In Liguria recently, early one Sunday morning because we needed a coffee, we happened to turn right on a whim (as we were heading south) off the Via Aurelia at a sign that didn’t seem particularly encouraging or helpful with no mention of anything useful other than a 2 star hotel and the train station. Normally in Italy when you’re looking for shops, bars, restaurants etc there’s a centro sign at every junction or roundabout and you simply follow that. We’ve still never seen a centro sign pointing to Zoagli.
Even when we reached the bottom of the steep hill and arrived at the railway station and the adjacent hotel, there was nothing to see and no sign of life. Unwilling to give up so quickly and now needing breakfast as well as coffee, we parked the car and followed the footpath, more in hope than anticipation. It goes up and over the tracks west towards the water and then bends right looking down on the railway (above left photo) before descending steeply to the left, passing attractive villas with lovely sea views towards a small shingle beach (above right photo) as the railway passes overhead on a large viaduct.

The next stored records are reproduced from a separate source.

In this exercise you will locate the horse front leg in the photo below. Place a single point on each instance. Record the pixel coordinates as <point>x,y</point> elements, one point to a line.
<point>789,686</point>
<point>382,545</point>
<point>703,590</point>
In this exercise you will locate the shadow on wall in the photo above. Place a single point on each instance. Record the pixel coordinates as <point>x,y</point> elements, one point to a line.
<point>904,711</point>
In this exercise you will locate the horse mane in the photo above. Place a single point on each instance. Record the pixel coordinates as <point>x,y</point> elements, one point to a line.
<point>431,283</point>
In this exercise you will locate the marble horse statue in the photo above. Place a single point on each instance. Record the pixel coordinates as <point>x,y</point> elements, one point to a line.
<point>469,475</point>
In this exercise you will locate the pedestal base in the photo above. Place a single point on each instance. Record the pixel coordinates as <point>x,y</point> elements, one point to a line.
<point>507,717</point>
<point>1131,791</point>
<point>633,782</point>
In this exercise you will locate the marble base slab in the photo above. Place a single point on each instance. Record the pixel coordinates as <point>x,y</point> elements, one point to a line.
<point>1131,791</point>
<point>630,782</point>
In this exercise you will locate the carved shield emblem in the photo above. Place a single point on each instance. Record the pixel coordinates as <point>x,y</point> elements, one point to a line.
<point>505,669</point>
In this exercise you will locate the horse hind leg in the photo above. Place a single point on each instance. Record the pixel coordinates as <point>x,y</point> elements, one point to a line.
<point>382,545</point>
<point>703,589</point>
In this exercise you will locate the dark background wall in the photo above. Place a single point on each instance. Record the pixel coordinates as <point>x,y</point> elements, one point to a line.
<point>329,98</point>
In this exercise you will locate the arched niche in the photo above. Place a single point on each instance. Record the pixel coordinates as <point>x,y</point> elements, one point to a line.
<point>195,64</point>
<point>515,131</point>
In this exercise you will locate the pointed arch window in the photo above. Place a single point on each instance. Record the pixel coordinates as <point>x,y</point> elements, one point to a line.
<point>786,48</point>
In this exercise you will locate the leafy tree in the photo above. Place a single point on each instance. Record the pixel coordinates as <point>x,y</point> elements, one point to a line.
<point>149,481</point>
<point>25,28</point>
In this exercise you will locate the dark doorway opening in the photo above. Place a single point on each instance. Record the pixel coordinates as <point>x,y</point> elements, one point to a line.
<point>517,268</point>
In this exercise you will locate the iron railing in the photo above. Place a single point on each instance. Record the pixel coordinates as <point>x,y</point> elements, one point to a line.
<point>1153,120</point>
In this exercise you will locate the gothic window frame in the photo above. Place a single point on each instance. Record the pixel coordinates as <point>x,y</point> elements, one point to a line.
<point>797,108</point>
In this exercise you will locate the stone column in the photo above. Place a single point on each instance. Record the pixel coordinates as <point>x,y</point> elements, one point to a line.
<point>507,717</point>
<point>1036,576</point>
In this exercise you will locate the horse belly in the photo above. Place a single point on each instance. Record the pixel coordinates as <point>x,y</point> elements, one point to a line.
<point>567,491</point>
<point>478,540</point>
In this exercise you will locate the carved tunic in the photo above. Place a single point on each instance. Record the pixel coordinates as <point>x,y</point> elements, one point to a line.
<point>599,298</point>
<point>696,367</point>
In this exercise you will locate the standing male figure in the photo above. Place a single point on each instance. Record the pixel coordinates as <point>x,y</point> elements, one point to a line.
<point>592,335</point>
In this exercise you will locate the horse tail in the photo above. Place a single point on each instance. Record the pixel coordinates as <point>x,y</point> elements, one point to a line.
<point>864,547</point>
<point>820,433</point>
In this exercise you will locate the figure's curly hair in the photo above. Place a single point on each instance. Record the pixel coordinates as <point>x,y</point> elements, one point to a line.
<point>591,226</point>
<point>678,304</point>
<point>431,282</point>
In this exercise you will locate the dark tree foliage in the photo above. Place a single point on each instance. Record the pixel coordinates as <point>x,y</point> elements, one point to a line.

At this juncture you can continue down to the beach or cross underneath the viaduct, at which point the path quickly opens up into a lovely large piazza surrounded by a whole range of cafes, restaurants, shops and focaccerie. What a pleasant little place and a lovely surprise given the inauspicious beginning, but we've still no idea how everyone who lives here actually reaches this point in their cars.
The 2,400 Zoagliesi must be very private people who would much rather all the tourists stay nearby in Rapallo or elsewhere because this is not an easy centro to find, with a complete absence of signage and it has to be either deliberate or extremely careless.
Whatever the reason, we now had our pick of several establishments and opted for the cafe right under the viaduct that opens up at the back onto a veranda looking over the beach. After coffee and delicious fresh pastries (remember to ask if they’re fresh or frozen as we mentioned in our article on The Italian Morning because in this case they had both) there was another pleasant surprise in store for us in this interesting little community.
There's a coastal path cleverly constructed over the rocks for about half a mile. It starts on the beach just below the restaurant and stays close enough to the water for most of its length to permit easy access for swimming or sunbathing. Looking out across the open water to the west you can see Santa Margherita Ligure sparkling in the morning sun with the Portofino Regional Park towering above it (top photo). Another one of those great Riviera di Levante views. Rapallo is tucked into a bay on the right and not visible in the photograph.
The path was a great idea and really opens up the sea in a way that would be impossible if it were still just bare rocks. This is a lovely place to spend the day as it's very relaxing and with the almost complete absence of hotels it's never going to be overrun by tourists. If you're staying in one of the nearby towns our suggestion would be to jump on the train and come here for a day out. There's a restaurant called L'Arenella right on the water along the path that has a good reputation and it's already on our list to try next time.
There's always some quirk or odd fact or coincidence that appears out of the blue it seems wherever we happen to be traveling in Italy keeping our eyes open and in the case of Zoagli it's the plaque to Greg Lake that we noticed along the path. If, like me, your interest in music began in the late 1960s then you will know Greg Lake from his time with King Crimson and then as the 'L' in ELP. In any case, he was loved by the people of Zoagli after he started to holiday here every year and especially after he gave a concert in the town in 2012. With so few residents in Zoagli he probably came to know many of them and after his death five years ago the town gave him an honorary citizenship and placed a plaque on the rock in his honor.
The 16th century was a dangerous time for Italy with the French and Spanish wars on land, the sack of Rome by German forces and the constant threat from Turkish marauders by sea. Like Vieste a few years later, Rapallo was attacked by the Turkish buccaneer Toghut-Dragut in 1549 and the Genovese Republic realized that more fortifications were required along its coastline. The result in Zoagli was the Saracen tower (photo right) standing high on the rocks just above the beach.
Finally, back to where this article started with a screenshot of the nondescript signpost pointing to the station and the 2 star hotel. This is the turning off the Via Aurelia that you'll need to make should you wish to drive here one day, or perhaps you'll find the actual road that the residents take that eluded us.